2:08 pm on Feb 11, 2004 (gmt 0)

10+ Year Member



I mean elements ;)

I am using DW - when I add CSS headings to text within a table cell it places what appear to be a soft return under the text. It leaves my page looking more 'exploded' than I want.

anybody recognise this?

Kitti

grahamstewart

2:33 pm on Feb 11, 2004 (gmt 0)

WebmasterWorld Senior Member 10+ Year Member



Headings have some space under them (and sometimes above them).
You can alter the space by adjusting their margin and padding.

Add..


margin:0;
padding:0;

to the style of the offending headings. (no idea how you actually do this in DW tho, sorry).

kittimakai

2:42 pm on Feb 11, 2004 (gmt 0)

10+ Year Member



This is an example of the CSS for H1 tag

Could you point me to which propery you add the margin:0; padding:0; values to.

h1 {
font-family: Arial;
font-size: 1.4em;
font-weight: bold;
}

Kitti

grahamstewart

2:51 pm on Feb 11, 2004 (gmt 0)

WebmasterWorld Senior Member 10+ Year Member



Like this..
h1 {  
font-family: Arial;
font-size: 1.4em;
font-weight: bold;
margin:0;
padding:0;
}

Also you should always include a generic font (such as serif or sans-serif) and you can combine the different font properties to save space. so it should look like this..

h1 { 
font: bold 1.4em Arial, sans-serif;
margin:0;
padding:0;
}

kittimakai

3:02 pm on Feb 11, 2004 (gmt 0)

10+ Year Member



Thanks graham

that has worked a treat.

I removed some of the clutter that DW put in for ease of description - however I always add helvetica - is it necessary or will sans serif suffice for Mac users/cover all bases?

Kitti

grahamstewart

3:12 pm on Feb 11, 2004 (gmt 0)

WebmasterWorld Senior Member 10+ Year Member



sans-serif is a generic font and it is defined for every browser that supports CSS. It is usually just mapped to another font (typically Arial on the PC, not sure about Mac).

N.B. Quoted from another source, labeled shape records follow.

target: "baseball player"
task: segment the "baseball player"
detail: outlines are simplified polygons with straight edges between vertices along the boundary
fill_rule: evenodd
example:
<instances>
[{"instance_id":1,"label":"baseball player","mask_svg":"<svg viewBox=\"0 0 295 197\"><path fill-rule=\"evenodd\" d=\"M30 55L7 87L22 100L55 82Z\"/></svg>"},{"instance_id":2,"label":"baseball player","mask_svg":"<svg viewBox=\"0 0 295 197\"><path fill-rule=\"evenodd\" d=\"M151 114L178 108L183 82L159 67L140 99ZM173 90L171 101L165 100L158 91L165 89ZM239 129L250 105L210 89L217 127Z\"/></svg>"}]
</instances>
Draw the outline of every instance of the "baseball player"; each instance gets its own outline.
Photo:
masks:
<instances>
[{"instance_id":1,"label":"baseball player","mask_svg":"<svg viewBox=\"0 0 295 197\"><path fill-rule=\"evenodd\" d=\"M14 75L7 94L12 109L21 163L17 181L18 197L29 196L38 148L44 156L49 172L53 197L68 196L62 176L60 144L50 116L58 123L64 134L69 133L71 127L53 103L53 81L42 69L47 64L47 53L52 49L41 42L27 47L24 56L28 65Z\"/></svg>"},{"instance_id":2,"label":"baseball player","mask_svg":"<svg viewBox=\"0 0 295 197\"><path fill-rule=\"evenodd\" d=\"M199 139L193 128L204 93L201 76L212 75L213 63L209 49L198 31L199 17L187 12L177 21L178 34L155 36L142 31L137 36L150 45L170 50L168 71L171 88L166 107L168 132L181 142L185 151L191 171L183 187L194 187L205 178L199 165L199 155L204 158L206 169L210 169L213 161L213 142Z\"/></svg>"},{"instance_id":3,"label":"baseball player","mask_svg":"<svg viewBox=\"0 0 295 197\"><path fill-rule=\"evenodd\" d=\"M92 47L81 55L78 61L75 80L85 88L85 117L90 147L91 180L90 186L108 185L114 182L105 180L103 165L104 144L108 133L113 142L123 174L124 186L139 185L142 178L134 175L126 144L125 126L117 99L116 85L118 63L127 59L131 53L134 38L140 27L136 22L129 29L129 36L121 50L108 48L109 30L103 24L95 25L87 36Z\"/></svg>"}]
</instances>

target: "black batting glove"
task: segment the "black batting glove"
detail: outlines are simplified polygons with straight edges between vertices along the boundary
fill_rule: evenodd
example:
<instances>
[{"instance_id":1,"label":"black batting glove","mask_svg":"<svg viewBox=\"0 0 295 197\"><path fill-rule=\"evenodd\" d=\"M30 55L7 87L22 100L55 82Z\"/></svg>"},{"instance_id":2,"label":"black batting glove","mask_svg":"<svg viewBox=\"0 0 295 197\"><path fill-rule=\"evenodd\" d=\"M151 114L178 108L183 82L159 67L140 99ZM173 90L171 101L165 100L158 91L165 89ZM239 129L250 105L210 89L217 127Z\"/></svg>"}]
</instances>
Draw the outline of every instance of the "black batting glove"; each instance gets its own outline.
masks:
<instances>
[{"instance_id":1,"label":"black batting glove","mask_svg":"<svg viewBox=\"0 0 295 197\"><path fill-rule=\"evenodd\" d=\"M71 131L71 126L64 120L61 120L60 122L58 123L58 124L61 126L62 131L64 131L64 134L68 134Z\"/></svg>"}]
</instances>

The fonts are applied in order so if you code...

font: bold Arial, Helvetica, sans-serif;

Then you are saying I want a bold font in the Arial family, but if there is no Arial available then try Helvetica; and if there is no Helvetica then use sans-serif.

Since you can't control what font sans-serif is actually mapped to I tend to use it as the last option after my preferred fonts.

kittimakai

3:27 pm on Feb 11, 2004 (gmt 0)

10+ Year Member



I see

Makes sense - I seem to remember that newer macs all have Arial as well as helvetica.